Objectives The impact of anticoagulation on outcomes after venous ablation has been a subject of debate. Prior single-center studies with small cohorts have suggested post-intervention complication rates are unaffected by anticoagulation, with conflicting results on rates of post-intervention recanalization. In this study, we assess the relationship between anticoagulation and complications, clinical improvement, and recanalization rates.
MethodsPatients undergoing thermal and non-thermal venous ablation procedures between January 2015 and December 2018 were identified from the varicose vein module of the Vascular Quality Initiative. Patient demographic and clinical data, anticoagulation status, procedure characteristics, and post-operative course were queried from the database. Multivariate logistic regression and Cox proportional hazards models were used to compare outcomes between anticoagulated and non-anticoagulated patients. Subgroup analysis was then conducted comparing thermal and non-thermal ablation methods.

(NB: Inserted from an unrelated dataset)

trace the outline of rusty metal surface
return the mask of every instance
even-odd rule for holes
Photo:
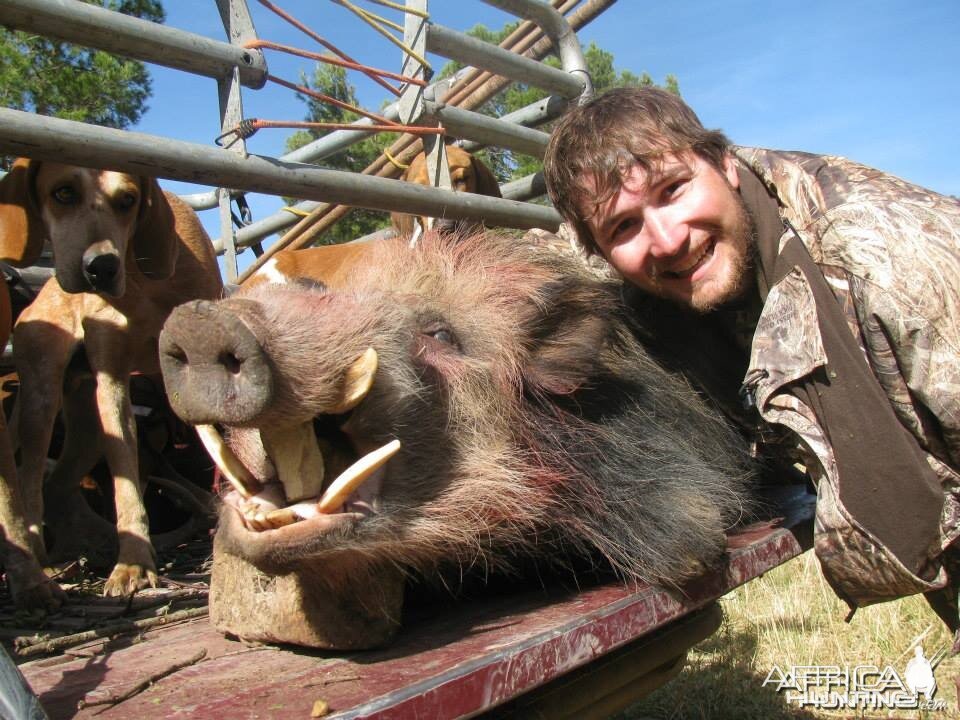
[[[732,545],[723,572],[683,593],[606,584],[451,604],[405,627],[382,651],[249,648],[195,620],[21,670],[54,720],[310,717],[318,700],[330,718],[462,717],[586,665],[802,551],[783,529],[754,531]],[[203,660],[130,699],[77,709],[81,700],[120,694],[201,649]]]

Results17,585 patients were identified, including 999 patients who underwent venous ablation while anticoagulated. A total of 26,861 procedures were performed, of which 16,501 (61.4%) treated the great saphenous vein. In 19,510 (72.6%) of the procedures a thermal technique was used. There were no differences in rates of post-operative complications between anticoagulated and non-anticoagulated groups. Anticoagulated patients were less likely to self-report symptom improvement on a Heaviness-Achiness-Swelling-Throbbing-Iching (HASTI) scale (52.7% vs 47.6%, p<0.001), thought both groups had comparable HASTI score improvement (-6.63 points vs -6.26 points, p=0.0683). On multivariate regression, anticoagulation was associated with significantly higher rates of recanalization (OR 2.67, 95% CI 1.642-4.176, p < 0.001), when adjusted for age, sex, pre-intervention CEAP class, and ablation type. On time-to-event analysis with Cox proportional hazards modeling (Figure 1), anticoagulation was also associated with significantly worse recanalization-free survival (OR 2.77, 95% CI 1.76-4.39, p<0.001). On subgroup analysis, anticoagulated patients had worse recanalization-free survival regardless of whether thermal (OR 2.56, p<0.001) or non-thermal (OR 5.89, p<0.001) techniques were used.

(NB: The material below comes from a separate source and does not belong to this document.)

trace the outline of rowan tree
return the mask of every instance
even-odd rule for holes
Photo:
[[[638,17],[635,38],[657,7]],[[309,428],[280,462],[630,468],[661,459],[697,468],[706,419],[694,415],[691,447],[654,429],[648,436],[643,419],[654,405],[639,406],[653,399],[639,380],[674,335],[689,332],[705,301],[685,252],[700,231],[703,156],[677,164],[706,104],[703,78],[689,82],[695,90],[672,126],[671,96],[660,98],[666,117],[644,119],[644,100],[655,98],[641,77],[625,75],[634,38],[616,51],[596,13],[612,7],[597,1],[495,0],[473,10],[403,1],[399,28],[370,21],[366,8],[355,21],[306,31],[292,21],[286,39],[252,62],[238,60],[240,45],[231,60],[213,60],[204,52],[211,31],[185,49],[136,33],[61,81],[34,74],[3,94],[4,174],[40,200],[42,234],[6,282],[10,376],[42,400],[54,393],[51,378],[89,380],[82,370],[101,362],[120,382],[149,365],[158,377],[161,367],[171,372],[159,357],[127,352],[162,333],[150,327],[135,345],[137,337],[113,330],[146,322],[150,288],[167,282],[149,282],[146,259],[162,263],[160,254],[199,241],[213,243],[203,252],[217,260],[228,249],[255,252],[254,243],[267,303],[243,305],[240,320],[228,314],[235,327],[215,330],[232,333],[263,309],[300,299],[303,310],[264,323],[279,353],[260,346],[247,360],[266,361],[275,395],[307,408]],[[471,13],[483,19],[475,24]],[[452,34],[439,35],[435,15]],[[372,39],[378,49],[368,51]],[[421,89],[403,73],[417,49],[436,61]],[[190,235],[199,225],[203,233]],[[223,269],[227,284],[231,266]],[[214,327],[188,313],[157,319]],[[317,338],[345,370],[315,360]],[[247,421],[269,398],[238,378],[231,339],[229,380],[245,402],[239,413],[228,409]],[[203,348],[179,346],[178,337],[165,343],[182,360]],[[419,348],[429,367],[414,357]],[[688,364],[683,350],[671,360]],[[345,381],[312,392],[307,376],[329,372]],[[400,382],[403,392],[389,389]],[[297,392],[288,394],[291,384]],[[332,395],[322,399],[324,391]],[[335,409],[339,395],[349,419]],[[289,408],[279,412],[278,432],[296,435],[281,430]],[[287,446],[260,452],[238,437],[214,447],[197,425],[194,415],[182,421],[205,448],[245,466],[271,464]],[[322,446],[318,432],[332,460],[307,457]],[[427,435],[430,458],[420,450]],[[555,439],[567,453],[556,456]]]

ConclusionsAlthough anticoagulated patients had comparable complication rates and clinical improvement as non-anticoagulated patients, rates of recanalization and recanalization-free survival time were significantly worse in anticoagulated patients. In patients whose thrombotic risk prevents temporary discontinuation of anticoagulation, venous ablation procedures can be safely performed, but higher rates of post-intervention surveillance should be considered.